Ancak silah seslerinin asıl kaynağı kuyruğun ortası değil sınır duvarının kapılarıydı.

"Yetmiş yıl oldu," diye mırıldandı yaşlı bir adam, "ve Hesap Günü yine geldi."

Yaşlı adamın kucağındaki dokuz yaşındaki çocuk dehşet içinde büyüğüne baktı ama kayda değer bir teselli alamadı; yaşlı adamın gözlerinin içi boştu, tek yaptığı çocuğun elini daha sıkı tutmak olmuştu.

Dışarıda insanları öldüren böceklerdi. Böcek dalgasından kurtarıldılar ama 6. Bölge'ye vardıklarında onları öldüren insanlardı.

Tanrı dünyayı yargılarken temelde iyilik ve kötülük göz önünde bulundurulurdu. Yargı Mahkemesi'nin önünde, bazı insanların ölümle yüz yüze gelmekten başka çaresi yoktu.

Gece derinleşti, uzaklardan soluk bir rüzgâr geliyordu, tıpkı uzak bir gelgit gibi.
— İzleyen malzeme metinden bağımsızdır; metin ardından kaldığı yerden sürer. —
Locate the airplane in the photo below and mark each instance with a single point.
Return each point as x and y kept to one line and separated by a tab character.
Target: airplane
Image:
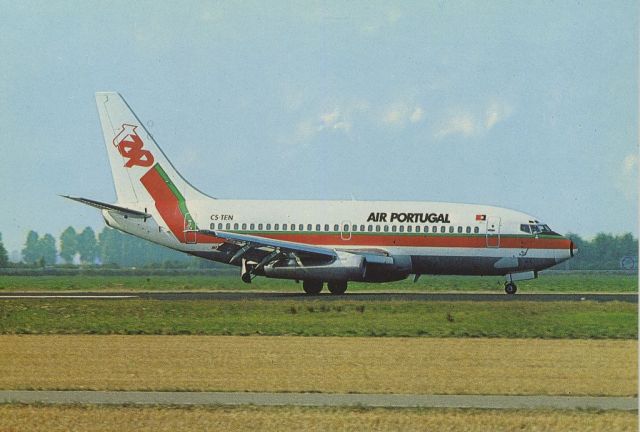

Sanki 6. Bölge uçsuz bucaksız okyanustaki tek kara parçasıydı.

Bir el silah sesi duyuldu ve An Zhe'nin önündeki bir adam yere düştü, iki asker cesedi sürükleyerek götürdü, her yerleşim bölgesinde bulunan devasa çöp yakma fırını şimdi bir ceset yakma fırını rolünü üstlenmişti.

Bir silah sesi daha duyuldu ve bir adam daha düştü.

Kuyruk kısalmaya devam etti, duruşmayı geçip şehre girmeyi başarandan daha fazla insan öldürüldü.

Sıra ilerlemeye devam etti ve An Zhe duruşmanın nasıl yapıldığını gördü.

İlk olarak, şehir muhafızları tarafından yakından korunan bir tampon bölge vardı; burada askerler, çıplak gözle fark edilebilen mutasyonları geliştiren kişiyi önden vuruyordu. İlk bölge geçildikten sonra kapının her iki tarafına yayılmış, her biri reddetme hakkına ve istediği zaman öldürmek için ateş etme yetkisine sahip dört yargı memuru vardı - kişinin insan olmadığına inandığı sürece arkadaşlarının yargısının kendileriyle aynı fikirde olup olmadığına bakmazlardı.

Vurarak öldürdükleri insanlar tüm ölülerin yaklaşık dörtte birini oluşturuyordu. Yumurtlama süreci yaralanmadan farklıydı, süreç çok yavaştı ve enfeksiyonun birçok özelliği net bir şekilde ortaya çıkmıyordu. Yargı memurları çoğu zaman birbirlerine bakarlar ve kişinin geçmesine izin verirlerdi.

İşte o zaman kişi kanın en yoğun olduğu yere gider ve son engelle karşılaşırdı.

Lu Feng.

Dik oturmak ya da ellerini indirerek ayakta durmak gibi vakur bir duruşta değildi; hafifçe kambur durarak kapıya yaslanır, görünüşte dikkatsizce elindeki silahla oynar ve daha sonra en yüce ve nihai yargılama hakkını kullanırdı.

Bir el daha ateş etti ve yere düşerken gözleri hala ölümle ona bakan on iki yaşındaki bir çocuğu infaz etti.

Yargı memurlarından birinin beti benzi attı, boğazı düğümlendi ve mide bulantısını bastırmaya çalışarak eğildi.

Lu Feng'in gözleri belli belirsiz o tarafa kaydı. "Yerine başkasını koyun."

Yargı memuru askerler tarafından uzaklaştırıldı ve kısa bir süreliğine hiç kimse yargılanmadı. Beyaz gömlekli bir şehir ofisi personeli öne çıkarak her bir yargı memuruna içinde yeşil nane yaprakları bulunan birer şişe buzlu su getirdi. Ancak Lu Feng istemedi.

Bir dakikadan kısa bir süre sonra yeni bir yargı memuru geldi ve duruşma süreci yeniden başladı.

Patron Shaw ve Şair itişip kakıştılar, ikisi de ilk önce gitmek istemiyordu ve sonunda An Zhe ilk olmak üzere itildi.

Asker ona bir bakış atıp geçmesine izin verdi ve An Zhe yoluna devam etti; dört yargı memuru da onu kontrol edip geçmesine izin verdi.

An Zhe Lu Feng'e doğru yürüdü ve Yargıç'ın yeşil gözleri ona dikildi; ışık tarafından hafifçe gizlenmiş ve herhangi bir duygudan yoksun, hala ilk tanıştıkları günkü gibi.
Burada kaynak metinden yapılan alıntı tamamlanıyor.